El pasado 20 de marzo, la Casa de la Cultura de Madariaga fue el escenario de una jornada especial: más de 300 estudiantes de quinto año de secundaria asistieron a la proyección del documental 'Abuelas', del cineasta Cristian Arriaga. La actividad marcó el inicio de la agenda anual de la Comisión por la Memoria y tuvo como objetivo acercar a las nuevas generaciones una mirada profunda y humana sobre la historia de las Abuelas de Plaza de Mayo.

La génesis de 'Abuelas' no fue una convocatoria institucional ni un encargo, sino un gesto íntimo. Arriaga cuenta que todo comenzó en la casa de su abuela materna, en Guaminí, su pueblo natal. Allí, mientras ella dormía la siesta, compuso la canción que años después se convertiría en el eje musical del documental, sin imaginar aún que aquella semilla daría forma a una película.
'Me puse en el lugar de un nieto', explica Arriaga sobre su enfoque. 'Quería ir con ingenuidad, sin sobredosis de información previa. Preferí encontrarme con las abuelas desde la curiosidad, sin saber demasiado'.

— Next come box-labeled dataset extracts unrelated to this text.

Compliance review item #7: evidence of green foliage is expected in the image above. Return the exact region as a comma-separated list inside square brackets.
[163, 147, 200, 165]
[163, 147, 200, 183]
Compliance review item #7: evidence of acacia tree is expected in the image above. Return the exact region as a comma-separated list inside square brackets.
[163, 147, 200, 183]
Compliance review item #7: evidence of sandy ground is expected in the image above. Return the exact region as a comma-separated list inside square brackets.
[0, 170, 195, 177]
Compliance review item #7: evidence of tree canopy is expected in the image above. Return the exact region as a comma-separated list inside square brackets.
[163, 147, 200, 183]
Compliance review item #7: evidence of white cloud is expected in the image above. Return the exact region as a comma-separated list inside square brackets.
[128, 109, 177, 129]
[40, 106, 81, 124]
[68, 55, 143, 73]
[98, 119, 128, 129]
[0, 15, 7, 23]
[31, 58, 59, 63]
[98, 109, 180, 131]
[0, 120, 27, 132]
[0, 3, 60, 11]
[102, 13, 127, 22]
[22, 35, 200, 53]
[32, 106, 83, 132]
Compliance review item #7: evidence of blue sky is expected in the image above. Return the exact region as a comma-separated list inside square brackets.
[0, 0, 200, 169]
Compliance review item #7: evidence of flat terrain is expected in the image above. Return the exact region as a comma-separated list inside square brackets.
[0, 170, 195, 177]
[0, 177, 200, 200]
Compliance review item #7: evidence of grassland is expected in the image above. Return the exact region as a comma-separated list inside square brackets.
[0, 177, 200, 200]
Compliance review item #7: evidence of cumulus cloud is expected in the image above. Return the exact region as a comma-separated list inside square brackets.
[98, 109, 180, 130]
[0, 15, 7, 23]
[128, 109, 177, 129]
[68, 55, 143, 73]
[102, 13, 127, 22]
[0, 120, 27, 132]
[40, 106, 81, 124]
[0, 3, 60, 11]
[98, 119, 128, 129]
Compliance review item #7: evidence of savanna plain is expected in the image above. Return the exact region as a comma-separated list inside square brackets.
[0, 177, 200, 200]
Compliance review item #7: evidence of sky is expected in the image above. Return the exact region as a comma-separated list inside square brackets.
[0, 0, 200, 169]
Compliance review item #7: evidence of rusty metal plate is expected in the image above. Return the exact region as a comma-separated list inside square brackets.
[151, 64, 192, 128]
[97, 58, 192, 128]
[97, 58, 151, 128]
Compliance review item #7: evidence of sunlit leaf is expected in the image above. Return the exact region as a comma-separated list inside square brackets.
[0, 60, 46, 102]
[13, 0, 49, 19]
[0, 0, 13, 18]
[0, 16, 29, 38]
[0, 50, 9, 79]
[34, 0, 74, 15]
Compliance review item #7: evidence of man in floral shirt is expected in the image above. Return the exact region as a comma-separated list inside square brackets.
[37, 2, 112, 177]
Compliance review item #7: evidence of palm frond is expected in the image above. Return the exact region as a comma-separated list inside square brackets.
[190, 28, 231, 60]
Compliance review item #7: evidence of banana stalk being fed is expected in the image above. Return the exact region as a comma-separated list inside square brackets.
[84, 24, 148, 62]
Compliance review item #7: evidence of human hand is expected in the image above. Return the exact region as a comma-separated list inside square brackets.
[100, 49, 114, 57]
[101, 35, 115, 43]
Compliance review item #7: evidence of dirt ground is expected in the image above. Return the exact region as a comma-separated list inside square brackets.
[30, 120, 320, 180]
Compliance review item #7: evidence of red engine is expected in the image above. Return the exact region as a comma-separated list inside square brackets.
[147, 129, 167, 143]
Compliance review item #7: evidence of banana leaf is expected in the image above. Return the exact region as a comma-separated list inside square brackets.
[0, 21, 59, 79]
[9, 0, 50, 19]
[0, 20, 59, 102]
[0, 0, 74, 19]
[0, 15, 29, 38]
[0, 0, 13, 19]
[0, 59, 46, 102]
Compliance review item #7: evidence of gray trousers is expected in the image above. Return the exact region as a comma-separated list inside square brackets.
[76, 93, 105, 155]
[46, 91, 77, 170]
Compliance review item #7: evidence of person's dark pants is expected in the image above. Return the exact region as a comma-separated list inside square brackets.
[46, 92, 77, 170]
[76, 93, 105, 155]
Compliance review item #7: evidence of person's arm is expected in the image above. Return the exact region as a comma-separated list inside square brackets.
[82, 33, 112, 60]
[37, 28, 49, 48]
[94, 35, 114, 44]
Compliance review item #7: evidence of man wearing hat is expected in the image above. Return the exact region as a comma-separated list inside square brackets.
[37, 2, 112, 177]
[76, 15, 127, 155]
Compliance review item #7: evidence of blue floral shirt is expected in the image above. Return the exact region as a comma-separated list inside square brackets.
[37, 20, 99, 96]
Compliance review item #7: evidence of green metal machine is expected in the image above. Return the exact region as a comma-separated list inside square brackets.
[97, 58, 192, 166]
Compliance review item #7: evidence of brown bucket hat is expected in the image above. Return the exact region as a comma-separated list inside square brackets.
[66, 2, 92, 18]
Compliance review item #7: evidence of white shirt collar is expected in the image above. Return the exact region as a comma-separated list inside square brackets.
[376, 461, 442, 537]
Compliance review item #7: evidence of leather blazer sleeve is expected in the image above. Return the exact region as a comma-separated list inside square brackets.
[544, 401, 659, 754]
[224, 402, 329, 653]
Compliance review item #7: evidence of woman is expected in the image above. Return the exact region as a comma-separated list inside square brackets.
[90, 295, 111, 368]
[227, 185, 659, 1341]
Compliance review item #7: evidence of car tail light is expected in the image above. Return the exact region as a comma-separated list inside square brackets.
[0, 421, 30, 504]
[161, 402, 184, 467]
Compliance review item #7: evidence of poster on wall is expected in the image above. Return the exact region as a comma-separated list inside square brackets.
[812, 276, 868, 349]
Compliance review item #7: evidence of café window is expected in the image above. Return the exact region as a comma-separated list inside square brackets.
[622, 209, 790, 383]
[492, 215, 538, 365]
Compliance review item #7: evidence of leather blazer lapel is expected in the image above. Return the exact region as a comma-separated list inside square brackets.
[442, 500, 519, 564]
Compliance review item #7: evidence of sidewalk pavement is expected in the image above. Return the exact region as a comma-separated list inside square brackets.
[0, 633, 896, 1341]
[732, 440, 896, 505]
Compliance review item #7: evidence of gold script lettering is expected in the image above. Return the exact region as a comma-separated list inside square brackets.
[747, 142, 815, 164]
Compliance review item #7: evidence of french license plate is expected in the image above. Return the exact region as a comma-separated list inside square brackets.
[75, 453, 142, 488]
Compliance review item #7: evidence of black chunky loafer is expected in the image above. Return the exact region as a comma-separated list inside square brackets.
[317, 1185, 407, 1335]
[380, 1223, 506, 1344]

Esa decisión marcó la narrativa del filme. Las abuelas no son presentadas como símbolos inalcanzables, 'sino como mujeres que hablan mirando a cámara, que cuentan sus historias en primera persona, que interpelan al espectador directamente'.
Uno de los mayores logros del documental es haber salido del concepto monolítico para mostrar a las abuelas como personas completas: niñas, adolescentes, madres, mujeres con humor, contradicciones y vida cotidiana.
Arriaga pone un ejemplo concreto: la abuela Leda. 'En la película se la ve con una incredulidad que yo no había visto en otras. Pero después, en la vida real, era una mujer jodona, te hacía chistes'. Esa dualidad —el dolor y la vitalidad— es para el director el corazón del filme.
La proyección en Madariaga dejó momentos inolvidables. Especialmente la escena en la que una abuela relata que, de joven, un hombre le robó un beso y ella respondió con una cachetada. En la sala, los adolescentes aplaudieron espontáneamente.
También hubo risas: en las escenas de primeros besos. Durante la proyección en distintas ciudades, el director comenta que enumeró las veces en las que los estudiantes rieron colectivamente: diez veces.

La canción que cierra el documental tiene una historia particular. Lo que comenzó como una composición íntima en la casa de su abuela terminó convocando a figuras de la música argentina: León Gieco, Raúl Porchetto, Ricardo Mollo y Gustavo Santaolalla, entre otros.
Arriaga valora especialmente que estos artistas, que no suelen grabar temas de otros, aceptaran participar. 'Fue un halago enorme. Y León, después de ver la película, me dijo algo que me quedó grabado: 'lo que más me gusta es el punto de vista del director, que se pone en el lugar de un nieto'' .
La proyección en Madariaga fue posible gracias al Instituto Cultural de la Provincia de Buenos Aires, un dato que Arriaga subraya con convicción. 'Me parece muy importante que el Estado se haga cargo de difundir esto. Y que pague por el trabajo que hago', afirma.
Actualmente, Arriaga enfrenta un conflicto con el INCAA por el financiamiento del documental, en medio de un contexto político que pone en discusión la continuidad del organismo. 'El INCAA es una herramienta fundamental para el cine argentino'.
A pesar de las dificultades, Arriaga sigue apostando a un cine que dialogue con la memoria, las nuevas generaciones y el rol del Estado. 'Hay que seguir. Las abuelas nos dejaron un camino. Ahora es nuestro turno de sostenerlo'.
El documental 'Abuelas' continuará su recorrido por escuelas y municipios de la provincia de Buenos Aires, en el marco de las políticas públicas de memoria impulsadas por el Instituto Cultural.